Monday, January 26, 5PM
Logan Center for the Arts, Penthouse Room 901
"THE ACADEMY IN A STATE OF SIEGE: PICTURES OF AN INSTITUTION"
RSVP encouraged
You are invited to join us at the Logan Center for the Arts for a public lecture by W. J. T. Mitchell titled "THE ACADEMY IN A STATE OF SIEGE: PICTURES OF AN INSTITUTION."
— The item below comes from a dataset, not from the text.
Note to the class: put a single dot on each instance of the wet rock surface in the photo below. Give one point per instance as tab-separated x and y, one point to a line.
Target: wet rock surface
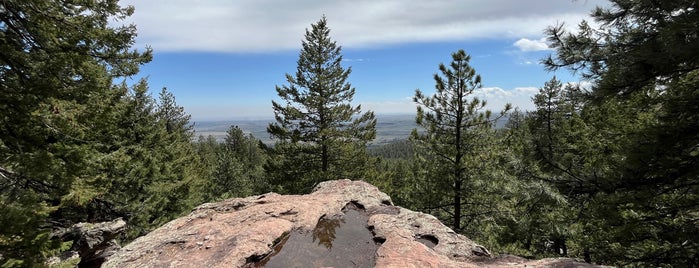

Since there is no doubt that the academy is in a state of siege at the present time, it seems like a good moment to reflect on the persons, places, and things we call “academies” and their long struggle with the forces that both threaten and define their existence. This will be a slide lecture on images and narratives of academia from the story of Akademos, to Plato’s Academy, to the Florentine Academy of Drawing, to the British Royal Academy, to Pierre Bourdieu’s Homo Academicus. W. J. T. Mitchell will focus on the role of the visual arts in the academy (including his own), and conclude with contemporary attempts to re-imagine the academy as itself a work of art.
Moderated by Artist and Gray Center Director of Programs in Fellowships, Zachary Cahill.
Hosted by the Open Practice Committee in the Department of Visual Arts and co-sponsored by the Departments of Art History and English, 3CT and Critical Inquiry
W. J. T. Mitchell is Distinguished Professor Emeritus at UChicago. He has published widely on the role of images and media in political culture and the visual arts, including articles about Israel/Palestine dating back to the 1980s. His books include Iconology, Landscape and Power, What Do Pictures Want? Cloning Terror: The War of Images, 9-11 to the Present, Seeing through Race, Occupy: Essays in Disobedience (with Mick Taussig and Bernard Harcourt), and The Last Dinosaur Book. His latest book, Seeing through Madness: Essays in Crazy Times will be published in 2026.